In certain machines with very weak CPUs and/or many very powerful connections. For a workstation, assuming mild levels of competence, there's no issue.
No, on workstations and servers, particularly in a post spectre world, putting your network drivers into user space will absolutely destroy your perf because of the added context switches.
You'd maybe have a point if it were an L4, but mach ports are used as an example now of how not to do microkernel IPC because of how much overhead they use.
A few thousand context switches per second is minor enough even with spectre mitigations, and if you need more than that you failed the "mild levels of competence" test.
..no, you fundamentally have a 1 to 1 relationship with a core/port with DPDK. And a lot of the use case is very much normal server style work loads, it's not just people running network switches with it.
According to https://blog.selectel.com/introduction-dpdk-architecture-pri... they are largely trying to avoid bottlenecks that exist inside the Linux kernel itself, bottlenecks that happen even with zero context switches. That's a totally different problem. Also to avoid having a system call per packet, which falls under "mild levels of competence" for an API designed this decade. Userspace networking also exists to eke out absolute minimum latency, which you don't need just to saturate a port.
When your only goal is to avoid throughput bottlenecks, you don't need anything fancy. Avoid having a context switch per packet and you're most of the way there. A context switch every millisecond, or something in that order of magnitude, is completely harmless to throughput. If it causes your core to process 10% fewer packets than if it had zero context switches, then use 1.5 cores. Context switches take nothing anywhere near a millisecond each.
> Another factor that negatively affects performance is context switching. When an application in the user space needs to send or receive a packet, it executes a system call. The context is switched to kernel mode and then back to user mode. This consumes a significant amount of system resources.
And they're talking about the socket API, so when they say "a packet" they really mean "any number of packets".
The rest is mainly about metadata that needs to be maintained specifically because kernel and user are in different address spaces and can't directly share in memory data structures, and is additionally exasperated by splitting the device driver away from the network stack like macos is doing.
The only part that isn't ultimately about the user/kernel split and it's costs is the general protocol stuff in the network stack, and that was always the most specious of the claims of DPDK anyway.

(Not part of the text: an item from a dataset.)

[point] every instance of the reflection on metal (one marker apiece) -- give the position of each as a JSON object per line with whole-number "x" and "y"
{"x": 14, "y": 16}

Just so you know, you're talking to someone who used to write NAS drivers.
> And they're talking about the socket API, so when they say "a packet" they really mean "any number of packets".
It's completely different if you have one switch per packet vs. one switch per thousand packets.
You're taking things to a ridiculous extreme to imply that any amount of context switching is a deal-breaker. There is a specific number of context switches before you reach 1%, 10%, 50% overhead. There are many reasons to avoid context switches besides overhead, but they are all either based on the underlying implementation or simply not critical to throughput. You're oversimplifying, despite your credentials. The implementation can be changed/fixed without completely purging context switches. There are many tradeoffs, and doing pure user-space is a viable way to approach things, but it's not the only approach.
Memory sharing and metadata slowness is an easy bottleneck to have, but the way you avoid it, by changing data structures and how you talk to different layers of code and the device, can be done whether you put it in the kernel, in pure user space, or split it between the two.